The principal hardware components are a set of test and measurement processors (TMPs), one of which is incorporated into each node. Each TMP monitors events in its node via the system bus; events are generated by special instructions implanted in the target software. Monitoring is thus almost completely nonintrusive with respect to speed degradation (quoted as less than 0.1 percent), but it is intrusive in its requirement for modification to the monitored program code. This requirement appears to limit the system’s effectiveness as a flexible debugging tool. The examples given in the paper suggest that its main use has been for fairly coarse-grained monitoring, although the authors claim that it can process more than 13,000 events per second per node.

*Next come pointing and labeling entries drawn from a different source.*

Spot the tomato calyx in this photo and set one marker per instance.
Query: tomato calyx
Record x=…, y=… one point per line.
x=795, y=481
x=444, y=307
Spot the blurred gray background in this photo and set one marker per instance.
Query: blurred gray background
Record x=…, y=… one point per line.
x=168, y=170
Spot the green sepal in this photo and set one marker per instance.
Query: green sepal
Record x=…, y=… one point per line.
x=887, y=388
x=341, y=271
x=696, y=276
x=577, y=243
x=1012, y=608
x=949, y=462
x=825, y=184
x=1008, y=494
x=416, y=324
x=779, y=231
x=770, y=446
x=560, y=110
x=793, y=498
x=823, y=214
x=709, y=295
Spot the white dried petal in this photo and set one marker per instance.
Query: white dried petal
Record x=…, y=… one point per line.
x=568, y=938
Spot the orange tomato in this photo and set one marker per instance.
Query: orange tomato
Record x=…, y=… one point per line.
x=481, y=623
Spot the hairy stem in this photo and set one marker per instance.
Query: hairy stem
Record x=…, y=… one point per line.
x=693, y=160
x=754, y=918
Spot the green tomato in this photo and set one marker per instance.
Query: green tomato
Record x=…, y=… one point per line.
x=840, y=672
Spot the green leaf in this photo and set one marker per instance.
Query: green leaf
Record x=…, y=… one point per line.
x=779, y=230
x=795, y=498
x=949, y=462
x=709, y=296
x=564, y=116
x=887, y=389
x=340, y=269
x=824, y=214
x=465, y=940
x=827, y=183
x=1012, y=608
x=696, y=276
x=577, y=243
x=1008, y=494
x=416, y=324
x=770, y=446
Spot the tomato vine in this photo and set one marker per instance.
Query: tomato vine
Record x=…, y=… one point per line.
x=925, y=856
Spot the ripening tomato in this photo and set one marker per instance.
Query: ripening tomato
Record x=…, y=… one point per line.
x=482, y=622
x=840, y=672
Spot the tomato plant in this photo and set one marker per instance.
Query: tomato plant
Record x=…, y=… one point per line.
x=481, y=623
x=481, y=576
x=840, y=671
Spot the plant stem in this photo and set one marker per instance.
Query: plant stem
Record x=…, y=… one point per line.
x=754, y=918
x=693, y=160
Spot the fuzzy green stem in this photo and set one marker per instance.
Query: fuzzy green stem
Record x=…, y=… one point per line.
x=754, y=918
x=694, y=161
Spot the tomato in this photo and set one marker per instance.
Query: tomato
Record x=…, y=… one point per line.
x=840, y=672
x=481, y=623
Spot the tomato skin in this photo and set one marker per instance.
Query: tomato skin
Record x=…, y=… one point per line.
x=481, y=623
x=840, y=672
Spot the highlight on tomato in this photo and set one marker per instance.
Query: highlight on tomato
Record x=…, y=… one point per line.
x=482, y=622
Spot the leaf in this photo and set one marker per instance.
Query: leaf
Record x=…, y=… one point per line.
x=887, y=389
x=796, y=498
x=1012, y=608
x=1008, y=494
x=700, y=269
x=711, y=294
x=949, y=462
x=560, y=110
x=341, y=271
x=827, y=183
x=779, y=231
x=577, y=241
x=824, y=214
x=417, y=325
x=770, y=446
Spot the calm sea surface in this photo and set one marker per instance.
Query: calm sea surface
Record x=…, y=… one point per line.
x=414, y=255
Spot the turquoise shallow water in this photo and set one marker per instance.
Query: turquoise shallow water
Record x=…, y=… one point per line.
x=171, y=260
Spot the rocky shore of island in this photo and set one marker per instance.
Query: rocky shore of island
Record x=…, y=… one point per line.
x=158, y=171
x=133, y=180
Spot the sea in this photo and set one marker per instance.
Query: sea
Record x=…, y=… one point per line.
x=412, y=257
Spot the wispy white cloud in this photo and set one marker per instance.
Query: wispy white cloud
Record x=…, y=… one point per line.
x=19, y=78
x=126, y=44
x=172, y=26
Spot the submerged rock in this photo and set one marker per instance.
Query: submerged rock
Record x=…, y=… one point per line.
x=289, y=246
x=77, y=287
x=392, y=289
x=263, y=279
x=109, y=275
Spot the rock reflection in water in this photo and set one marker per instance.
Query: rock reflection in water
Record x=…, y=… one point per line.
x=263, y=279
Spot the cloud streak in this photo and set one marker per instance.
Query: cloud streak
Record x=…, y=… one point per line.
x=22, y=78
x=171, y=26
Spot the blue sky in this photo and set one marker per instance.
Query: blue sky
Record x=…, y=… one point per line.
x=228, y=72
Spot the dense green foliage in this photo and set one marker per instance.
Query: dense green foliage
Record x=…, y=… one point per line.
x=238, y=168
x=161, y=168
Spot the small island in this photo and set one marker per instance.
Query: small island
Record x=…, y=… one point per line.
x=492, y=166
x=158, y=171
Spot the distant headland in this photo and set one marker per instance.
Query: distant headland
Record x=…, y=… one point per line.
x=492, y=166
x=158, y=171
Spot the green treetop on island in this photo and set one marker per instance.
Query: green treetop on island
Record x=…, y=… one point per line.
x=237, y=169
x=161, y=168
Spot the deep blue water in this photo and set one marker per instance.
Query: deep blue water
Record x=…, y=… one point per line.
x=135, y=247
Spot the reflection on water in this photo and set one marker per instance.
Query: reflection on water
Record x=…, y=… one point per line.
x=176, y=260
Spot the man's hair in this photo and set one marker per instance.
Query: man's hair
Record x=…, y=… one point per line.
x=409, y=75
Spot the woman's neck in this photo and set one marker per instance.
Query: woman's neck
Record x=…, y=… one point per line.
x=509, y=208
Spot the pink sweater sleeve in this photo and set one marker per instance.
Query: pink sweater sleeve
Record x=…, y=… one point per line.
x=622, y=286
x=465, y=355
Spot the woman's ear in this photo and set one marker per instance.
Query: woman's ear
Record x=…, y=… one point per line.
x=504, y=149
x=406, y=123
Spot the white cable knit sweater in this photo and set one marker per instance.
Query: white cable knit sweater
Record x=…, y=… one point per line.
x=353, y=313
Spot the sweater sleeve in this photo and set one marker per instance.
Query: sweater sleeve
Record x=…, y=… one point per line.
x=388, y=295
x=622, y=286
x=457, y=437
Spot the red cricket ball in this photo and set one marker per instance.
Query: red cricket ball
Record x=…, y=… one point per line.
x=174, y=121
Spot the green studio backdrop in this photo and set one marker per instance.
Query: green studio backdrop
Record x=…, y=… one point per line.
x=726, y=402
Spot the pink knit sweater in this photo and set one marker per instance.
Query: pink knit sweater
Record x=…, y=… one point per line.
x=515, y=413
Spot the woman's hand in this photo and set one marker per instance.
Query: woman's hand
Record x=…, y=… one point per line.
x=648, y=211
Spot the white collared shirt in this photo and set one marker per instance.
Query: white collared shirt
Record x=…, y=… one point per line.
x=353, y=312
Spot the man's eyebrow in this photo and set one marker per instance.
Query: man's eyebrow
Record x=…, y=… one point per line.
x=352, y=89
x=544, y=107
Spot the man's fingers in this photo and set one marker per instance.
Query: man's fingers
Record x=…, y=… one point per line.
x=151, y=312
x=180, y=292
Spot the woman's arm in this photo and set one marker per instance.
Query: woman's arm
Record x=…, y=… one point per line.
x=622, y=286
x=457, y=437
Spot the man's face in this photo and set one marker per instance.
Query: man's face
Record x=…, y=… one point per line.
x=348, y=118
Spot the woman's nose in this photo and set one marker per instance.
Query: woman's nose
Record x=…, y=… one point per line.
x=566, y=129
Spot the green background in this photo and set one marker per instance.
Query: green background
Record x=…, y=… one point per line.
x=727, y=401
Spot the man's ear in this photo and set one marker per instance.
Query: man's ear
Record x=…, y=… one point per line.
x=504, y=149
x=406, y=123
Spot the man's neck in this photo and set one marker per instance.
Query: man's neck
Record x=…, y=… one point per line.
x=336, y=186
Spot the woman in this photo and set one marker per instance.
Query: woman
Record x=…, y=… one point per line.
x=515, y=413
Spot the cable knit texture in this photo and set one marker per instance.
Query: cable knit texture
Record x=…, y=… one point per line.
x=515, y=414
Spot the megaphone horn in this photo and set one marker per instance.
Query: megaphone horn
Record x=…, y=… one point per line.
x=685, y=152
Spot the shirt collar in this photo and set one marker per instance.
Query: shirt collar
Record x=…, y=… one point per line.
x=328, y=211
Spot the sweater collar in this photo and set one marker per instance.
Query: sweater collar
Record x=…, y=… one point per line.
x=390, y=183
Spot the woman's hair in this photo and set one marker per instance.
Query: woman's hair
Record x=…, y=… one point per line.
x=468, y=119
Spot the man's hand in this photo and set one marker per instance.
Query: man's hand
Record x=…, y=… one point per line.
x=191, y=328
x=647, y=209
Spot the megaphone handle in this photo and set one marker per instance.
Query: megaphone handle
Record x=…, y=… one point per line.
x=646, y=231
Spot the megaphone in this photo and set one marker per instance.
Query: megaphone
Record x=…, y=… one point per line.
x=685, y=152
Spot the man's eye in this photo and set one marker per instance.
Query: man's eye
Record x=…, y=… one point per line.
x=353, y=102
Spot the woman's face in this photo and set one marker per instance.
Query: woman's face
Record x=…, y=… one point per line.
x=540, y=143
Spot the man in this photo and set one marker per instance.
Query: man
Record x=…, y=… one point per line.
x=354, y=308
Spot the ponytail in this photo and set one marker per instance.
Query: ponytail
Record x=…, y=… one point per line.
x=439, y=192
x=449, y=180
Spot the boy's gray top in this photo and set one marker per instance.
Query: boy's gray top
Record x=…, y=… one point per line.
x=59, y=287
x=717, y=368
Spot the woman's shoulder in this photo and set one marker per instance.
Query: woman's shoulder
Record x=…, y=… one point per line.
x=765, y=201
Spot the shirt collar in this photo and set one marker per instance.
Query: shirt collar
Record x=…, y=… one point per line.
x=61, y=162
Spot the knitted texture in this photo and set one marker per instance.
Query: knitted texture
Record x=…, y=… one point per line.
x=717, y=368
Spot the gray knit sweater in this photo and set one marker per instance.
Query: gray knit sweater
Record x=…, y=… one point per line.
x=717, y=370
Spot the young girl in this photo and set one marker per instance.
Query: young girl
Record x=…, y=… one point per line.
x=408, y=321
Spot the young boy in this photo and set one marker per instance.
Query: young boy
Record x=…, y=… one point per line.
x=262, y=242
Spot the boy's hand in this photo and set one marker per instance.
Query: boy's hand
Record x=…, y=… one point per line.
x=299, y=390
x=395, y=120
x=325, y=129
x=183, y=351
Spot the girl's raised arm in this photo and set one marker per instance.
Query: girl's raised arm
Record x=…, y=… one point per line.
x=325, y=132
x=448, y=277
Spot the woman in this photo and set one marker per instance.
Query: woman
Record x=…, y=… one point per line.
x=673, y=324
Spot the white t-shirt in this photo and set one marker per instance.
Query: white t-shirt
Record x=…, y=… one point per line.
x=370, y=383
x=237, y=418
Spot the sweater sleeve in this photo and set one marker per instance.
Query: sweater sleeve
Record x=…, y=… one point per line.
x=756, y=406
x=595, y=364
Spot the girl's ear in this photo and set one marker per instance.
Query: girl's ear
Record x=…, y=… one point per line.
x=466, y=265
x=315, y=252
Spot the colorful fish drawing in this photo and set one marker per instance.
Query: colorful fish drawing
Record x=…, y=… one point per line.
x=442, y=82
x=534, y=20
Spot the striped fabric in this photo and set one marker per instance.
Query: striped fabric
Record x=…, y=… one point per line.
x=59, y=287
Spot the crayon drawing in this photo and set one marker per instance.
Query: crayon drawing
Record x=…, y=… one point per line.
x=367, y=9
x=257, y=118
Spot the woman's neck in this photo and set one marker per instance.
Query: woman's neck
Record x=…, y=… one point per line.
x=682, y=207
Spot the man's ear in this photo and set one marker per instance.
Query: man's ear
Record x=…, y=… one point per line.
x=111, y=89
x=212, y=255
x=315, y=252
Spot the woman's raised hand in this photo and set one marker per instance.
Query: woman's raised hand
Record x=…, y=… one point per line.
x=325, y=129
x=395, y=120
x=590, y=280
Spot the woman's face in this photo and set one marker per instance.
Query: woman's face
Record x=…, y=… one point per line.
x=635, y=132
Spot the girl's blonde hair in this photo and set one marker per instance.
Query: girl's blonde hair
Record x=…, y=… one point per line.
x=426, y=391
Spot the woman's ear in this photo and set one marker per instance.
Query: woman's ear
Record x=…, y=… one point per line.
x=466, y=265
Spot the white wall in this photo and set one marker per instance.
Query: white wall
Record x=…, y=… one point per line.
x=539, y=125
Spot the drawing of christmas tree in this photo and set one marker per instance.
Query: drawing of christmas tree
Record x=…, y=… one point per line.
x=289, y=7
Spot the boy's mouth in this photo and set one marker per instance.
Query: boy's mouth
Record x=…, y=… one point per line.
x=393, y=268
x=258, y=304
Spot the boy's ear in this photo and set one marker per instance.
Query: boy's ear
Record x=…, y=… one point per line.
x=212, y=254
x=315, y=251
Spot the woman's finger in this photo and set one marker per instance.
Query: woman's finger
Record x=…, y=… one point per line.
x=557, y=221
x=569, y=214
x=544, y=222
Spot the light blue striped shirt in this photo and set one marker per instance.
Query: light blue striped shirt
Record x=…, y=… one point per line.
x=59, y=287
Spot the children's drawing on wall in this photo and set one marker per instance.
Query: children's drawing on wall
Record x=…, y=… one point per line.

Information gathered is buffered and partially processed in the TMP, and the TMP reports periodic summaries and system status changes to a Central Station Monitor, which performs global data processing and presents information in the form of graphical displays. Apart from a section that discusses means by which the Central Station maintains a consistent global state and synchronization of local times, little in the paper specifically addresses problems of distributed systems monitoring; indeed, the system described is in most respects similar to bus-monitoring systems that have been used in a single-processor context. This paper is a useful description of a well-organized general-purpose monitoring environment.